Why is the elephant talking like a donkey and vice versa?

This is about that time in the election process when the candidates begin to talk about ''broadening their constituency.'' Which means the Democrats start sounding more like Republicans, and the Republicans start sounding more like Democrats. The President is being nicer to social security - and even to the Russians. Mr. Mondale can be counted on at any moment to say a good word for bankers in return.

The labor unions will understand what Mr. Mondale is doing and forgive him - just as surely as the Rev. Jerry Falwell will not switch his vote to Geraldine Ferraro on the grounds that Mr. Reagan has gone soft on communism.

The ritual is known as ''courting the crossover vote.'' It is assumed that a certain number of Democrats must vote Republican - as they did in 1980 - if Mr. Reagan is to be reelected, and a certain number of Republicans must vote Democratic if Mr. Mondale is to win. And so we have the interesting spectacle of Mr. Reagan presenting himself as the environmentalist's best friend, while Geraldine Ferraro keeps insisting that she is not as liberal as Mr. Reagan and Mr. Bush say she is.

By election time it may be impossible to distinguish the Republicans from the Democrats as both parties not only move toward the center but poach across the enemy line.

Should this make voters as cynical as a political cartoonist dashing off still another sketch entitled ''Politics makes strange bedfellows''?

We think not. In fact, we would like to put in a good word for political role-swapping. Consider: As they pay lip service to fiscal prudence, the Democrats may actually come to appreciate the argument for limiting federal spending. By the same token, as the present administration tries to shed its reputation for being ''trigger happy,'' the peace suddenly being endorsed by Reagan speechwriters may become a genuine value of the heart.

Perhaps we fantasize. But every speaker is also a member of his own audience. One does, to a certain degree, become what one hears oneself reading.

In any case, it is part of everybody's education to understand the opposition.

We are not in favor of hypocrisy.

We are not apologizing for the wishy-washy.

But the pluralism expressed by the two-party system is also present within every individual, and, whatever the ulterior motives, it can do no harm for the one side of us to honor the other side, facing up to the complexities of the heart.

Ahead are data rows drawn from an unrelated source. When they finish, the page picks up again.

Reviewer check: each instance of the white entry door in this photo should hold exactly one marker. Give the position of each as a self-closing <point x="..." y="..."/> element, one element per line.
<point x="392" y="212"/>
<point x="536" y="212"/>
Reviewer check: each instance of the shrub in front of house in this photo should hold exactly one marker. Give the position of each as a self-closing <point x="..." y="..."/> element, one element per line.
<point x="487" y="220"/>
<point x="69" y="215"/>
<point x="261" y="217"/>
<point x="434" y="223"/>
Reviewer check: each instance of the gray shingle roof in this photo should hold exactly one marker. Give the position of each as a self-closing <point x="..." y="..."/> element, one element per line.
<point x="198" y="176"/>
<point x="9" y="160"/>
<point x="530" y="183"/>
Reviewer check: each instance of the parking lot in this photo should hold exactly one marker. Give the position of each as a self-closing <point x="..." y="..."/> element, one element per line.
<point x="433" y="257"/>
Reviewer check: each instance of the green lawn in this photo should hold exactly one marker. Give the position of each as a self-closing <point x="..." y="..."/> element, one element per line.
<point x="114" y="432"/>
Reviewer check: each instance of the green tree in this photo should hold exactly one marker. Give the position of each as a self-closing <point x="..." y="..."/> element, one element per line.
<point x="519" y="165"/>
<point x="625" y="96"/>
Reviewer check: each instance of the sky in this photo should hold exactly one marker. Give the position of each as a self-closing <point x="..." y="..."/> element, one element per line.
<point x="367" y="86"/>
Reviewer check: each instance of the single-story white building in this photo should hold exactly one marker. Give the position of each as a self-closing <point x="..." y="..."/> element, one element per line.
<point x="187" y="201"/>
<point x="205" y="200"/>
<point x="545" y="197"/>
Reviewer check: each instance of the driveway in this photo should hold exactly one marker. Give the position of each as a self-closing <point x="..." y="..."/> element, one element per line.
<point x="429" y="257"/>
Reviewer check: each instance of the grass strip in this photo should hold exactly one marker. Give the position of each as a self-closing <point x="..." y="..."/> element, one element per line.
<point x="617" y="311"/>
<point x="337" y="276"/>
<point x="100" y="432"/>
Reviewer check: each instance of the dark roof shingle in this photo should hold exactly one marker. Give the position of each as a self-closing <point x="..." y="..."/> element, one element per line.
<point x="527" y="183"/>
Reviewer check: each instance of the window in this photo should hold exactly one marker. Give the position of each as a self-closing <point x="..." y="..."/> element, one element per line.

There can be few Democrats who do not secretly prefer at least one plank of the Republican platform to a corresponding plank in their own. And vice versa.

Something in most of us yearns to be both liberal and conservative.

Our instincts tell us that a fanatic is more of a danger to democracy than a waffler.

In ''The Man Without Qualities,'' the Austrian novelist Robert Musil suggests that there may be a second voice even within the fanatic, whispering a tiny no, or at least a maybe. He writes: ''Do you believe that anyone today fighting for or against some cause or other, if by some miracle he were tomorrow made the all-powerful ruler of the world, would that same day do what he has been demanding all his life long? I am convinced he would put it off for a few days.''

In a world where agitated fingers hover above nuclear buttons, a little indecisiveness - a little broadening of one's constituency - cannot be totally bad.